This notebook will develop a predictive model for rent prices in the Bay Area using rental listings from Craigslist.
Data: The dataset used here is Craigslist listings merged with Census and point of interest data. It includes all unique listings in the 'apartments/housing' section of Craigslist from 11/13/2016 - 3/17/2017.
Features include:
The data has been cleaned and filtered, but features have not yet been carefully selected.
Goal: Develop a model to predict rent as accurately as possible.
In [1]:
import numpy as np
import pandas as pd
import os
import math
import matplotlib.pyplot as plt
import seaborn as sns
%matplotlib inline
In [2]:
DATA_DIR = os.path.join('..','data','urbansim')
In [22]:
# this particular dataset is a subset of all the features available
infile = 'ba_block_small.csv'
df = pd.read_csv(os.path.join(DATA_DIR,infile))
df = df.ix[:,1:] # exclude first column, which was empty
print(df.shape)
df.head()
Out[22]:
In [4]:
# Let's look at some summary stats for key features
# property characteristics
df[['rent','sqft','rent_sqft','bedrooms','bathrooms']].describe()
Out[4]:
In [5]:
# census features
census_features = ['bgpop', 'bgacres', 'bgjobs', 'bgmedkids', 'bgmedhhs',
'bgmedinc', 'proprent', 'propwhite','propblack', 'propasian', 'pumahhden', 'prop1per', 'prop2per', 'bgmedagehd',
'pct1per', 'pct2per', 'pctrent','pctblack', 'pctwhite', 'pctasian', 'bgpopden', 'bgjobden']
df[census_features].describe()
Out[5]:
In [6]:
# accessibility features
access_features = ['lowinc1500m', 'highinc1500m', 'lnjobs5000m','lnjobs30km', 'lnpop400m', 'lnpop800m', 'lnjobs800m','lntcpuw3000m',
'pumajobden', 'lnjobs40km', 'lnret3000m', 'lnfire3000m', 'lnserv3000m','highlowinc1500m']
df[access_features].describe()
Out[6]:
In [7]:
def log_var(x):
"""Return log of x, but NaN if zero."""
if x==0:
return np.nan
else:
return np.log(x)
# add ln rent
df['lnrent'] = df.rent.apply(log_var)
In [8]:
#df.columns
In [9]:
df.rent_sqft.mean()
df.sqft.mean()*.35/df.rent.mean()
Out[9]:
Inspecting the columns, some are obviously not useful or redundant.
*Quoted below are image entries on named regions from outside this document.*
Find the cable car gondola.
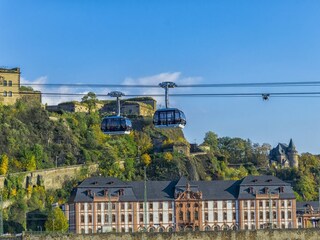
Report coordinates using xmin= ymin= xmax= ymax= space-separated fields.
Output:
xmin=101 ymin=91 xmax=132 ymax=135
xmin=153 ymin=108 xmax=187 ymax=128
xmin=153 ymin=82 xmax=187 ymax=128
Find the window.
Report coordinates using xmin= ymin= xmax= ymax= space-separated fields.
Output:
xmin=223 ymin=201 xmax=227 ymax=208
xmin=194 ymin=211 xmax=199 ymax=220
xmin=187 ymin=210 xmax=191 ymax=222
xmin=159 ymin=213 xmax=163 ymax=222
xmin=273 ymin=211 xmax=277 ymax=219
xmin=213 ymin=212 xmax=218 ymax=221
xmin=259 ymin=211 xmax=263 ymax=220
xmin=223 ymin=212 xmax=227 ymax=221
xmin=179 ymin=211 xmax=183 ymax=220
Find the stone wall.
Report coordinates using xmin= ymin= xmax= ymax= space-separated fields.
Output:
xmin=22 ymin=228 xmax=320 ymax=240
xmin=0 ymin=164 xmax=98 ymax=189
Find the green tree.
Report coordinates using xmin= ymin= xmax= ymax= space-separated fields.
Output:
xmin=81 ymin=92 xmax=99 ymax=113
xmin=141 ymin=153 xmax=151 ymax=166
xmin=203 ymin=131 xmax=218 ymax=152
xmin=0 ymin=154 xmax=9 ymax=175
xmin=45 ymin=207 xmax=69 ymax=232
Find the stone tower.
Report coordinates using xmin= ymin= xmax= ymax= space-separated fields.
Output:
xmin=287 ymin=139 xmax=299 ymax=168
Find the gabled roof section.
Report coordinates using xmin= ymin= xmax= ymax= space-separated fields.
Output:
xmin=78 ymin=177 xmax=128 ymax=188
xmin=240 ymin=175 xmax=290 ymax=186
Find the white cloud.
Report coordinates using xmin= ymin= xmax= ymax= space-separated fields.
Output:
xmin=21 ymin=72 xmax=201 ymax=106
xmin=123 ymin=72 xmax=201 ymax=106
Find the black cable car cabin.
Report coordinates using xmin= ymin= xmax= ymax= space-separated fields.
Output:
xmin=153 ymin=108 xmax=187 ymax=128
xmin=101 ymin=116 xmax=132 ymax=135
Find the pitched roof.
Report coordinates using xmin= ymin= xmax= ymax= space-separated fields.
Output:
xmin=69 ymin=176 xmax=295 ymax=202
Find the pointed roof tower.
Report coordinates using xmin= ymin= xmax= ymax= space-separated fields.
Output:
xmin=288 ymin=138 xmax=296 ymax=151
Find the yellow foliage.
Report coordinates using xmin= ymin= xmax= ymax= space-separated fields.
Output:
xmin=0 ymin=154 xmax=9 ymax=175
xmin=163 ymin=152 xmax=173 ymax=162
xmin=27 ymin=185 xmax=32 ymax=196
xmin=10 ymin=188 xmax=17 ymax=197
xmin=141 ymin=153 xmax=151 ymax=166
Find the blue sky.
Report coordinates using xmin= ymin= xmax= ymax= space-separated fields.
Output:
xmin=0 ymin=0 xmax=320 ymax=153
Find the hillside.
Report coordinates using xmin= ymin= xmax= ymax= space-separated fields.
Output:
xmin=0 ymin=97 xmax=320 ymax=232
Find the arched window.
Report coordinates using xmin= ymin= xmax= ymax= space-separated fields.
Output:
xmin=168 ymin=227 xmax=173 ymax=232
xmin=213 ymin=225 xmax=220 ymax=231
xmin=222 ymin=224 xmax=230 ymax=230
xmin=204 ymin=225 xmax=211 ymax=231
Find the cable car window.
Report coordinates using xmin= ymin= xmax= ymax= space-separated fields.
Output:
xmin=159 ymin=112 xmax=167 ymax=124
xmin=167 ymin=111 xmax=174 ymax=124
xmin=175 ymin=111 xmax=180 ymax=121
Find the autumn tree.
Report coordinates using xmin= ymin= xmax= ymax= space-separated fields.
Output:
xmin=141 ymin=153 xmax=151 ymax=166
xmin=0 ymin=154 xmax=9 ymax=175
xmin=45 ymin=207 xmax=69 ymax=232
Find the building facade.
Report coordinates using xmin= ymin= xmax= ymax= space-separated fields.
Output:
xmin=0 ymin=68 xmax=20 ymax=105
xmin=0 ymin=68 xmax=41 ymax=105
xmin=64 ymin=176 xmax=296 ymax=233
xmin=269 ymin=139 xmax=299 ymax=167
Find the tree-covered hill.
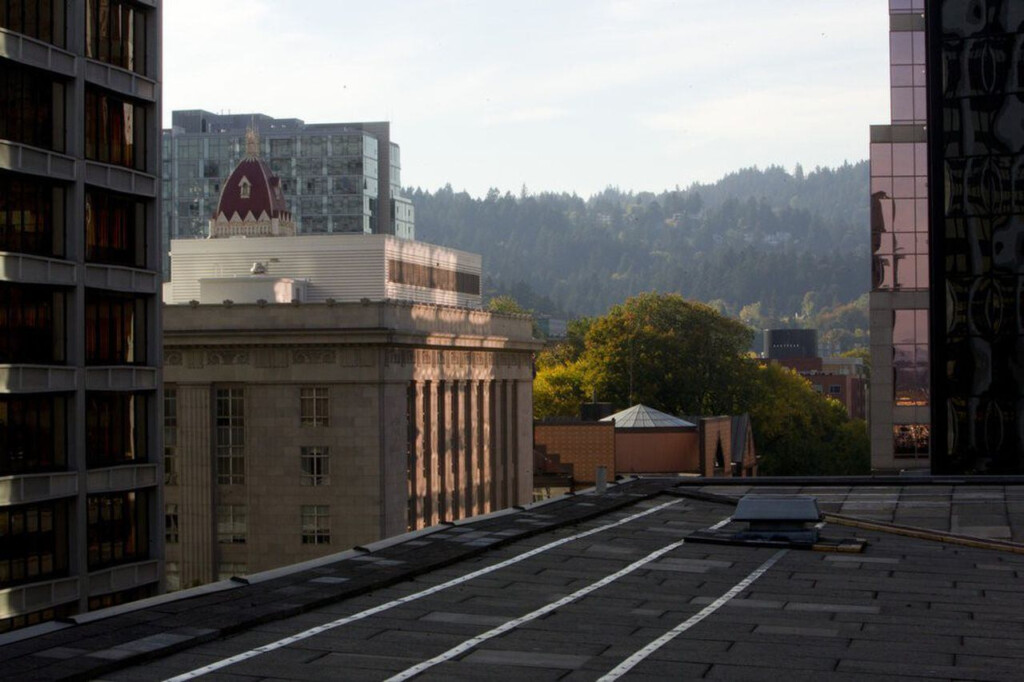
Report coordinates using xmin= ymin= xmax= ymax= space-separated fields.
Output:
xmin=409 ymin=162 xmax=869 ymax=327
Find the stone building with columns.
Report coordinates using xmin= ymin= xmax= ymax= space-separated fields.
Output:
xmin=163 ymin=137 xmax=540 ymax=589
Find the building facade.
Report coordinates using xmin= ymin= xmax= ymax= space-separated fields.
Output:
xmin=0 ymin=0 xmax=163 ymax=632
xmin=164 ymin=138 xmax=541 ymax=589
xmin=868 ymin=0 xmax=932 ymax=472
xmin=161 ymin=110 xmax=415 ymax=279
xmin=927 ymin=0 xmax=1024 ymax=474
xmin=164 ymin=301 xmax=539 ymax=589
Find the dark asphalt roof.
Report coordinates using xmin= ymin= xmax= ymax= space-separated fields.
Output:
xmin=6 ymin=479 xmax=1024 ymax=682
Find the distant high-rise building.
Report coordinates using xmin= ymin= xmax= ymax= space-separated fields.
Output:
xmin=0 ymin=0 xmax=164 ymax=632
xmin=161 ymin=110 xmax=415 ymax=278
xmin=868 ymin=0 xmax=932 ymax=471
xmin=927 ymin=0 xmax=1024 ymax=474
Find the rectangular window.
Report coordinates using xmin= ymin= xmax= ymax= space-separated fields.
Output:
xmin=86 ymin=491 xmax=150 ymax=570
xmin=387 ymin=258 xmax=480 ymax=295
xmin=85 ymin=87 xmax=146 ymax=171
xmin=214 ymin=388 xmax=246 ymax=485
xmin=164 ymin=386 xmax=178 ymax=485
xmin=85 ymin=391 xmax=147 ymax=469
xmin=85 ymin=0 xmax=146 ymax=74
xmin=0 ymin=172 xmax=65 ymax=258
xmin=299 ymin=386 xmax=331 ymax=426
xmin=0 ymin=0 xmax=65 ymax=47
xmin=85 ymin=289 xmax=147 ymax=365
xmin=164 ymin=561 xmax=181 ymax=592
xmin=0 ymin=59 xmax=65 ymax=152
xmin=0 ymin=394 xmax=68 ymax=476
xmin=217 ymin=561 xmax=249 ymax=581
xmin=893 ymin=424 xmax=931 ymax=459
xmin=302 ymin=505 xmax=331 ymax=545
xmin=217 ymin=505 xmax=249 ymax=545
xmin=164 ymin=505 xmax=178 ymax=545
xmin=299 ymin=447 xmax=331 ymax=485
xmin=0 ymin=283 xmax=65 ymax=365
xmin=85 ymin=188 xmax=145 ymax=267
xmin=0 ymin=502 xmax=68 ymax=588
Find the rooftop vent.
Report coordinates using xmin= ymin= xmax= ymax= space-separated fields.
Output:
xmin=686 ymin=495 xmax=865 ymax=553
xmin=732 ymin=495 xmax=821 ymax=545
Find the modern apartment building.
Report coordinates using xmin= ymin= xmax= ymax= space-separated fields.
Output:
xmin=0 ymin=0 xmax=163 ymax=632
xmin=161 ymin=110 xmax=415 ymax=276
xmin=868 ymin=0 xmax=932 ymax=471
xmin=927 ymin=0 xmax=1024 ymax=474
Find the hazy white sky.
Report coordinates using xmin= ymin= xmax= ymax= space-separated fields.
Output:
xmin=163 ymin=0 xmax=889 ymax=196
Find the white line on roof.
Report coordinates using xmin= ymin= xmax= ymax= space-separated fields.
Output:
xmin=599 ymin=550 xmax=788 ymax=682
xmin=385 ymin=540 xmax=685 ymax=682
xmin=165 ymin=493 xmax=683 ymax=682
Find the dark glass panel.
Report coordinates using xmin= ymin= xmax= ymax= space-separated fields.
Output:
xmin=85 ymin=391 xmax=148 ymax=469
xmin=0 ymin=282 xmax=65 ymax=365
xmin=85 ymin=0 xmax=146 ymax=74
xmin=0 ymin=501 xmax=68 ymax=588
xmin=86 ymin=491 xmax=150 ymax=570
xmin=85 ymin=189 xmax=145 ymax=267
xmin=0 ymin=172 xmax=65 ymax=258
xmin=0 ymin=58 xmax=65 ymax=152
xmin=0 ymin=394 xmax=68 ymax=476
E.g., 'median_income' is just the median income for the entire region.
Define the columns we'll use...
In [10]:
cols_to_use = ['rent','rent_sqft','lnrent', 'sqft','bedrooms','bathrooms','longitude', 'latitude','bgpop','bgjobs', 'bgmedkids', 'bgmedhhs','bgmedinc', 'proprent', 'lowinc1500m', 'highinc1500m', 'lnjobs5000m',
'lnjobs30km', 'lnpop400m', 'lnpop800m', 'lnjobs800m', 'propwhite','propblack', 'propasian', 'pumahhden', 'lnbasic3000m', 'lntcpuw3000m',
'pumajobden', 'lnjobs40km', 'lnret3000m', 'lnfire3000m', 'lnserv3000m','prop1per', 'prop2per', 'bgmedagehd', 'puma1', 'puma2', 'puma3',
'puma4', 'northsf', 'pct1per', 'pct2per', 'pctrent','pctblack', 'pctwhite', 'pctasian', 'y17jan', 'y17feb', 'y17mar',
'bgpopden', 'bgjobden', 'highlowinc1500m']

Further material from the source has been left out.